EFEPequim

TikTok, a rede social chinesa vetada nos Estados Unidos por razões de segurança, assegurou hoje que irão fazer todo o possível para reverter essa decisão e, caso Washington se recusar, vão recorrer à Justiça americana.

Num comunicado publicado no seu site, a TikTok assegura sentir-se "surpreendida" pela ordem executiva assinada na quinta-feira pelo presidente dos EUA, Donald Trump, com a qual proíbe qualquer transação com o seu criador, a empresa tecnológica chinesa ByteDance.

"Vamos empregar todos os recursos (legais) à nossa disposição para garantir que não se descarta o Estado de direito (…), se não é com a Administração, será com os tribunais dos Estados Unidos", afirma.

A rede social, que conta com cerca de 100 milhões de utilizadores em solo americano, considera que não se respeitou os procedimentos devidos nem a lei, e que o Governo dos EUA nunca se prestou a procurar uma "solução construtiva".

A TikTok denúncia que na ordem de Trump se fala de informações sem fonte e de receios de que a aplicação "possa ser usada" para campanhas de desinformação.

A plataforma ressalta que os dados dos utilizadores que recebe entram dentro do "padrão da indústria para milhares de aplicações móveis em todo o mundo" e que nunca partilhou dados com o Governo chinês ou censurou conteúdos a pedido deste.

"Chegamos até a expressar a nossa disposição de pactuar uma venda completa do nosso negócio nos Estados Unidos a uma empresa americana", acrescenta a plataforma, referindo-se às negociações abertas com a Microsoft que, se fechadas, poderiam permitir-lhe permanecer ativa no país americano, onde tem uma grande popularidade.

No comunicado, a TikTok diz que a decisão de a vetar "cria um precedente perigoso para o conceito de liberdade de expressão" e pede aos seus utilizadores que exerçam "o seu direito a serem ouvidos", contactando os seus representantes políticos e mesmo a Casa Branca para mostrar a sua oposição à medida.

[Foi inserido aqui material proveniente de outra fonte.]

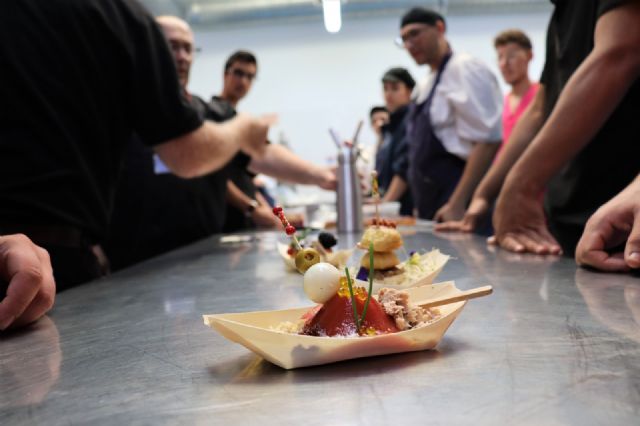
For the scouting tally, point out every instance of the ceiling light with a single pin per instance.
(332, 15)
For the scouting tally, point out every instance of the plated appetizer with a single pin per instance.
(388, 271)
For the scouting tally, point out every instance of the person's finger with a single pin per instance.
(45, 298)
(22, 269)
(604, 261)
(632, 248)
(527, 240)
(269, 119)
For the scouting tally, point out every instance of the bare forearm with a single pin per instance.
(587, 101)
(283, 164)
(523, 133)
(396, 189)
(202, 151)
(477, 164)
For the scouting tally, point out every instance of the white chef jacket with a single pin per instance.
(467, 104)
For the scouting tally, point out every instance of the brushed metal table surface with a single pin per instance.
(553, 345)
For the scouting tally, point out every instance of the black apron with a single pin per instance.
(433, 171)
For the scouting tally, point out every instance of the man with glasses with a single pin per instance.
(514, 50)
(67, 110)
(454, 127)
(156, 211)
(246, 206)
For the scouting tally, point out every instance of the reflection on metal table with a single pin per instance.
(554, 344)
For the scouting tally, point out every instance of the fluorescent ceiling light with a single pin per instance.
(332, 15)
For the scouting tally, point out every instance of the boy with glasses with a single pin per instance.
(454, 125)
(246, 206)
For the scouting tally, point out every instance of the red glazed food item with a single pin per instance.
(335, 317)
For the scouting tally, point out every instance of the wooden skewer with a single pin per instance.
(465, 295)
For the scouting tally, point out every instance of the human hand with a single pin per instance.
(31, 288)
(610, 226)
(476, 212)
(449, 212)
(520, 224)
(251, 132)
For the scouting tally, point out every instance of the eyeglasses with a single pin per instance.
(177, 47)
(410, 36)
(242, 74)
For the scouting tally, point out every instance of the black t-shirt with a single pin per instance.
(156, 211)
(392, 158)
(612, 159)
(77, 78)
(237, 169)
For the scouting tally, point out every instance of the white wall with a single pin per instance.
(314, 80)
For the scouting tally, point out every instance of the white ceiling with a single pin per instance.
(232, 12)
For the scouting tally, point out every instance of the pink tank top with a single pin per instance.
(510, 118)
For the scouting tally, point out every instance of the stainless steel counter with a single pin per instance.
(553, 345)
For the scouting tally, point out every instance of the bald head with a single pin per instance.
(180, 39)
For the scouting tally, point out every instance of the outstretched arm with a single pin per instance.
(614, 224)
(589, 98)
(279, 162)
(31, 290)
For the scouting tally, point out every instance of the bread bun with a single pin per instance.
(380, 260)
(385, 239)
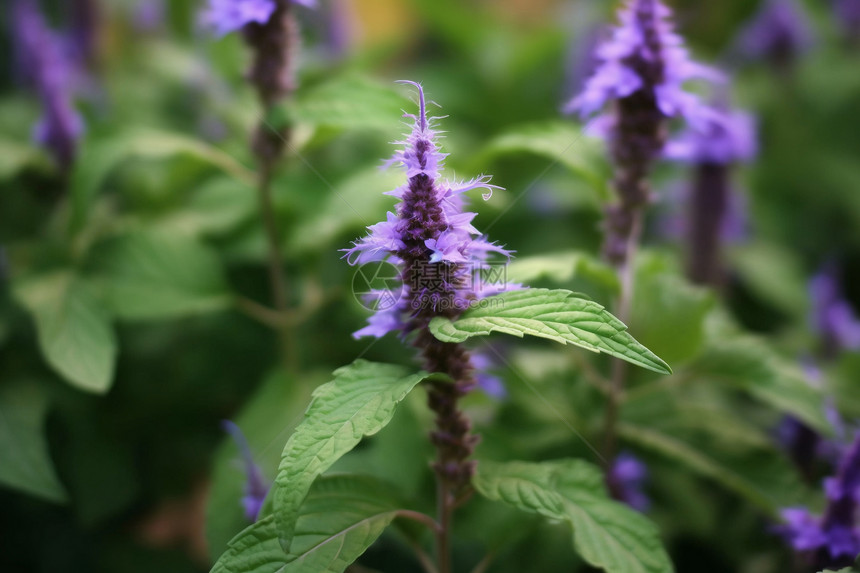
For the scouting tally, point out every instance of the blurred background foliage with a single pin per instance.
(124, 332)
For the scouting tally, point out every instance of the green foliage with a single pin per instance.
(747, 363)
(27, 462)
(157, 276)
(561, 142)
(100, 158)
(342, 516)
(370, 105)
(558, 315)
(561, 267)
(75, 334)
(359, 402)
(606, 533)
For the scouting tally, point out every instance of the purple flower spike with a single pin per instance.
(848, 14)
(256, 489)
(642, 69)
(43, 63)
(440, 253)
(833, 539)
(725, 137)
(778, 34)
(832, 316)
(626, 480)
(644, 35)
(225, 16)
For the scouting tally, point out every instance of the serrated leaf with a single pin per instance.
(359, 402)
(561, 267)
(342, 516)
(668, 313)
(606, 533)
(763, 477)
(350, 101)
(27, 464)
(75, 334)
(267, 419)
(98, 160)
(747, 363)
(560, 141)
(156, 276)
(559, 315)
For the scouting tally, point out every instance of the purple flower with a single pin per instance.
(626, 479)
(832, 539)
(643, 68)
(225, 16)
(430, 238)
(725, 137)
(256, 488)
(43, 63)
(832, 316)
(492, 385)
(779, 33)
(644, 53)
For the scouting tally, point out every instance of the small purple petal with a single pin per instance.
(256, 489)
(225, 16)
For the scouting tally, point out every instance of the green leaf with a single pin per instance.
(350, 101)
(156, 276)
(26, 463)
(560, 141)
(762, 477)
(16, 156)
(266, 420)
(98, 160)
(75, 334)
(342, 516)
(561, 267)
(559, 315)
(359, 402)
(255, 550)
(749, 364)
(668, 313)
(606, 533)
(353, 204)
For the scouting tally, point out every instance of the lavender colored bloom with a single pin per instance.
(149, 15)
(832, 316)
(430, 238)
(643, 67)
(256, 488)
(440, 255)
(225, 16)
(626, 479)
(779, 33)
(42, 60)
(725, 137)
(644, 54)
(832, 539)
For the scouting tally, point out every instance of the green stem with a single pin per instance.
(277, 276)
(623, 307)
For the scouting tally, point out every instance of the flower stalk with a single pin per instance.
(440, 256)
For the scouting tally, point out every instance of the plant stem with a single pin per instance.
(274, 258)
(444, 515)
(623, 309)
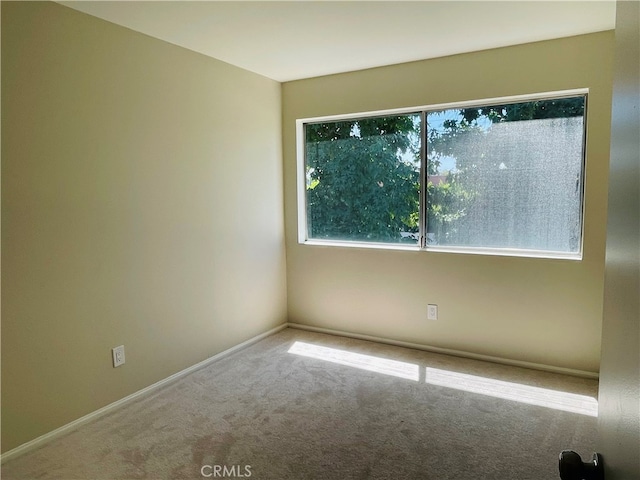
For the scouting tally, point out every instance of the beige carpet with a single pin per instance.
(329, 407)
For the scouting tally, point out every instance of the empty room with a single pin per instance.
(320, 240)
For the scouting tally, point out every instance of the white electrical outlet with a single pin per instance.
(118, 356)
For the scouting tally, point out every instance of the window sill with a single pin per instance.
(455, 250)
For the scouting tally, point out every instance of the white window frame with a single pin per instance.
(422, 244)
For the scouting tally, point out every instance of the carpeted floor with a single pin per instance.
(332, 408)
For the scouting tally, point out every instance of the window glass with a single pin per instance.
(506, 176)
(363, 179)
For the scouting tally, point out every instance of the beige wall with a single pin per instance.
(141, 205)
(619, 396)
(536, 310)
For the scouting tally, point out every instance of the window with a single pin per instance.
(504, 176)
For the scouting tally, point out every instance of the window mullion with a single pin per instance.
(423, 181)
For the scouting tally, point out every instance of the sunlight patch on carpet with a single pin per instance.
(569, 402)
(409, 371)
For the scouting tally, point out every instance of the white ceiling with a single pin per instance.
(290, 40)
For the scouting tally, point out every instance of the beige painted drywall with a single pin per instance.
(535, 310)
(141, 205)
(619, 395)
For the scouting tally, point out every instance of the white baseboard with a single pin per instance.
(448, 351)
(58, 432)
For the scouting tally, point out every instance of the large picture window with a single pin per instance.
(503, 176)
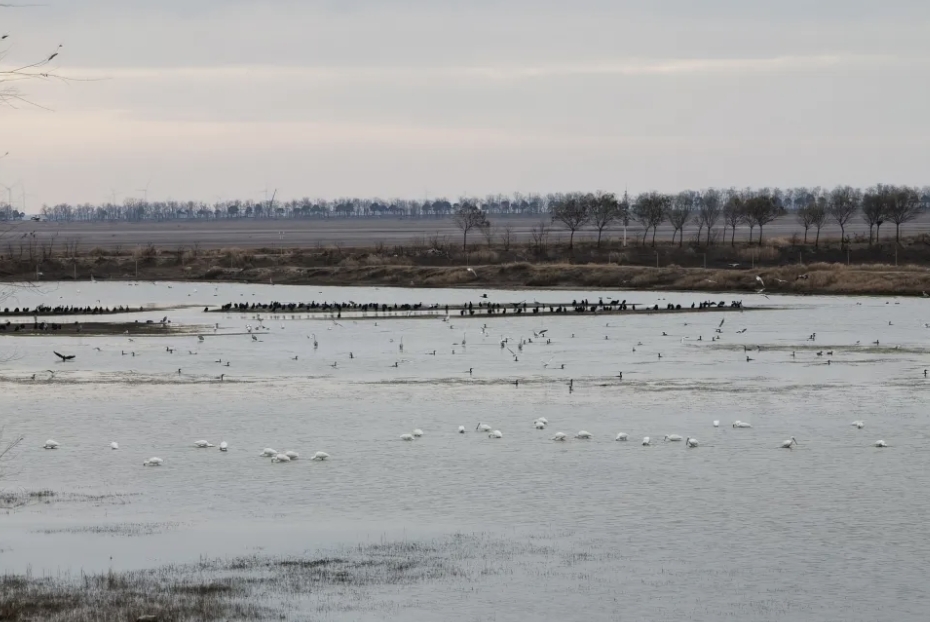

Entretanto, Pequim disse hoje que o veto da TikTok -Trump também assinou um em termos semelhantes contra o WeChat, o "WhatsApp chinês"- é um "ato de hegemonia sem vergonha" de Washington.

O porta-voz do Ministério dos Negócios Estrangeiros chinês Wang Wenbin disse que a China vai proteger os direitos e interesses das suas empresas e que os Estados Unidos "devem assumir as consequências das suas ações", embora não tenha especificado pormenores sobre possíveis represálias.